L'FBI ha emesso un mandato di comparizione al registrar di domini Tucows per ottenere i dati necessari a identificare chi gestisce Archive.today (noto anche come Archive.is e Archive.ph), nell’ambito di un’indagine penale federale non specificata.

L’ordine indirizzato a Tucows richiede una serie dettagliata di informazioni sul “cliente dietro archive.today”, tra cui nome o denominazione del sottoscrittore, indirizzo di servizio, indirizzo di fatturazione, durata del servizio, oltre a registri di connessioni telefoniche (chiamate e SMS/MMS), metodi e fonti di pagamento, log di sessione Internet, numeri di dispositivo e tipologia di servizi utilizzati (come email o cloud). Queste richieste sono esplicitamente ricondotte a una “indagine penale federale condotta dall’FBI”, senza che però vi sia un'indicazione meglio specificata del reato ipotizzato.

Il documento menziona l’obbligo di non divulgare l’esistenza del mandato per non interferire con l’indagine, e fissa una scadenza di consegna al 29 novembre. Secondo la policy di Tucows, l’azienda collabora quando riceve procedimenti legali validi, pur non commentando indagini in corso. Archive.today ha pubblicato su X una copia del mandato datata 30 ottobre, accompagnandola con la parola “canary”.

Archive.today, che nulla ha a che vedere con Internet Archive, è attivo dal 2012 ed è noto per salvare istantanee di pagine web. Il sito viene spesso usato per consultare articoli senza passare dal paywall degli editori, oltre che per documentare cambiamenti online. L’identità del gestore è rimasta elusiva: registrazioni storiche hanno riportato il nome “Denis Petrov” a Praga, considerato da più fonti un possibile pseudonimo o un nome troppo comune per essere realmente identificativo.

Il network del servizio include vari mirror (tra cui archive.is e archive.ph) e, al momento della pubblicazione delle notizie, risulta ancora operativo. Come dicevamo, le ragioni specifiche dell’indagine non sono note; alcune ricostruzioni collegano l’attenzione delle autorità al tema della elusione dei paywall e a precedenti azioni legali contro strumenti analoghi, ma gli atti citati non dettagliano accuse concrete.

Tucows ha ribadito il sostegno alla libertà d’espressione online ma anche la conformità a procedimenti legali validi, senza ulteriori commenti su eventuali indagini attive.

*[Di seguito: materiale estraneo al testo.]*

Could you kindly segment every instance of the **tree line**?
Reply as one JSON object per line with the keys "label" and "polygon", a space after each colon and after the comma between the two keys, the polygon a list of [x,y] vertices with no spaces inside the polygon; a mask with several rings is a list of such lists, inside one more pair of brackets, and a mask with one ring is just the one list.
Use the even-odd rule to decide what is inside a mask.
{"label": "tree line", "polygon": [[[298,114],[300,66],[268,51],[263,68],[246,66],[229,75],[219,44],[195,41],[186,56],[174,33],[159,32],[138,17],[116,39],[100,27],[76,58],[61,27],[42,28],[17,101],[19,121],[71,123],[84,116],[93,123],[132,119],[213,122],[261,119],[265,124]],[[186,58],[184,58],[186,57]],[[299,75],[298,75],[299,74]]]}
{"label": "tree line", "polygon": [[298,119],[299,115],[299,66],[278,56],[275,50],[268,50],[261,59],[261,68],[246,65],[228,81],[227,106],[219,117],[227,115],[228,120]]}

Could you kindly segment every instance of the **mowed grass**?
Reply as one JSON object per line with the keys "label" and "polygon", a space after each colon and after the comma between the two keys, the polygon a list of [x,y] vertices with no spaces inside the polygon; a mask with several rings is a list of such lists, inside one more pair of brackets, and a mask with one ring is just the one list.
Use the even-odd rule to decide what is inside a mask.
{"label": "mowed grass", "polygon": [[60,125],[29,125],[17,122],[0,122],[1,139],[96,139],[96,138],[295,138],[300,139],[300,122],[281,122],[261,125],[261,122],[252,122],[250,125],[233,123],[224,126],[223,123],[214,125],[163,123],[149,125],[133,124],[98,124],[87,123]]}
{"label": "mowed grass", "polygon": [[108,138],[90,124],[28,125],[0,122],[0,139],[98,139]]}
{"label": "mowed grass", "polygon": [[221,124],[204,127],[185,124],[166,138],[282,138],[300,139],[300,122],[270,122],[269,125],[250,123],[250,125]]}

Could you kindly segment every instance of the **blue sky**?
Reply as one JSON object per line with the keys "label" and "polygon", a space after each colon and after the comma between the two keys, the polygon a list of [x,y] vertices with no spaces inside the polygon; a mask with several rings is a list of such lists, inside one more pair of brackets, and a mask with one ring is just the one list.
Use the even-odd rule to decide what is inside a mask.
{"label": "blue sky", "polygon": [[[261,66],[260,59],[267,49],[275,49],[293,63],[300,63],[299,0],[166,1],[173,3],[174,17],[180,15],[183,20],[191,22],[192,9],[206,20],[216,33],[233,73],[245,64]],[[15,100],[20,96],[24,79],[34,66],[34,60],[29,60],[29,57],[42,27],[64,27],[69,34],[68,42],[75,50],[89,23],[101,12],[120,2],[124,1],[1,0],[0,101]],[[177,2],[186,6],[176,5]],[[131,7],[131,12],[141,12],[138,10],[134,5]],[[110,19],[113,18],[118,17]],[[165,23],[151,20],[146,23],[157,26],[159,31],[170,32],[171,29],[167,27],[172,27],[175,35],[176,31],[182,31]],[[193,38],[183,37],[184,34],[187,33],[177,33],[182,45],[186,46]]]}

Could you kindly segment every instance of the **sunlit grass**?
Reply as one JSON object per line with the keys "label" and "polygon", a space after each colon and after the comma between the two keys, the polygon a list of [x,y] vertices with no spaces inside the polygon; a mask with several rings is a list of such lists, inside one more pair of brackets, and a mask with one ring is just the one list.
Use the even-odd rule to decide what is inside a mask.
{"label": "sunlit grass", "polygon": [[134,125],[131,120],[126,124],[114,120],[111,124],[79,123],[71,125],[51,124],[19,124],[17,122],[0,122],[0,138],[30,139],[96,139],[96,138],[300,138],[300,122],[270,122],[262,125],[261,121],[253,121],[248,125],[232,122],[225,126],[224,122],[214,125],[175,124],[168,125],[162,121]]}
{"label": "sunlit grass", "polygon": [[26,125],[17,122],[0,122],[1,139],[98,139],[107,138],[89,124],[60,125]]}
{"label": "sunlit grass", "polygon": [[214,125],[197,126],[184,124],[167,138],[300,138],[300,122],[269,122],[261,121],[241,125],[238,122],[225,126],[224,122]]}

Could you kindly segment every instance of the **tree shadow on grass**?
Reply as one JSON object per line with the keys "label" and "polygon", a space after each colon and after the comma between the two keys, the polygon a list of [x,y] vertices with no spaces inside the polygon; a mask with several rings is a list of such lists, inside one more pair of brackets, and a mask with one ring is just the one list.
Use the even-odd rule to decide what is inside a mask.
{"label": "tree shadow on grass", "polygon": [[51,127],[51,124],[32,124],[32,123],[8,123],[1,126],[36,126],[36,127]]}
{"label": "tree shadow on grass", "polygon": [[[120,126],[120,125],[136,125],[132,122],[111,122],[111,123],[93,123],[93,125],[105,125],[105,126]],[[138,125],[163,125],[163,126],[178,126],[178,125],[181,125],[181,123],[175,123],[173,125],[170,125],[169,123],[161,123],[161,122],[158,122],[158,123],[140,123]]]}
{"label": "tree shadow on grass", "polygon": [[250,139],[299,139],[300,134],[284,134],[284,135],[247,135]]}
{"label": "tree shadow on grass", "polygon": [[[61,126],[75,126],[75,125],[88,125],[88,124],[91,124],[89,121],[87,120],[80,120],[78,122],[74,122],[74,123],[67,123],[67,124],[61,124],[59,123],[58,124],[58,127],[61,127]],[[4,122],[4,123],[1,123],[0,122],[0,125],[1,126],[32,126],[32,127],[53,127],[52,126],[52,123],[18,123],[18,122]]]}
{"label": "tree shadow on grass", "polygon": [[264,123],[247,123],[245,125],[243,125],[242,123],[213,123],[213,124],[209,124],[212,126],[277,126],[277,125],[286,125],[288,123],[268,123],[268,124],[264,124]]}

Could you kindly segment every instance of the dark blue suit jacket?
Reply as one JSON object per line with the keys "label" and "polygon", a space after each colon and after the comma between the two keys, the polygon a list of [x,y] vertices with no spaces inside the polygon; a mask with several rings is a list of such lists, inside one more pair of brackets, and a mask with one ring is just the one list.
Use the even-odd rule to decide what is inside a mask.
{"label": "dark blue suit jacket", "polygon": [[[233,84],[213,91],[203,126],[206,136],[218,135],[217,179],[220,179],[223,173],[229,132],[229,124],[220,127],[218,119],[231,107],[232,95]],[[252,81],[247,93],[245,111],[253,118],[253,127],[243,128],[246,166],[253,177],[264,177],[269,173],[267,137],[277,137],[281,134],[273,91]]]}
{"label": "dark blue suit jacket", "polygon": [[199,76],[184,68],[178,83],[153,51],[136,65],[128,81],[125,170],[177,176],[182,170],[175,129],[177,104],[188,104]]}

La pubblicazione del mandato da parte dell’account ufficiale di Archive.today su X costituisce il primo aggiornamento pubblico significativo del progetto dopo lungo tempo. Resta però ancor oggetto di dubbio se l’azione federale porterà a smantellamenti tecnici o legali o rimarrà circoscritta alla mera identificazione del responsabile.

La richiesta di dati così estesa, che include informazioni finanziarie e di rete, segnala un interesse investigativo profondo sul funzionamento e sulla governance del servizio. In assenza di capi d’accusa specifici resi pubblici, il caso si colloca in un equilibrio delicato tra conservazione di contenuti online, diritti degli editori, elusione dei paywall e tutela dell’anonimato dei gestori di infrastrutture digitali.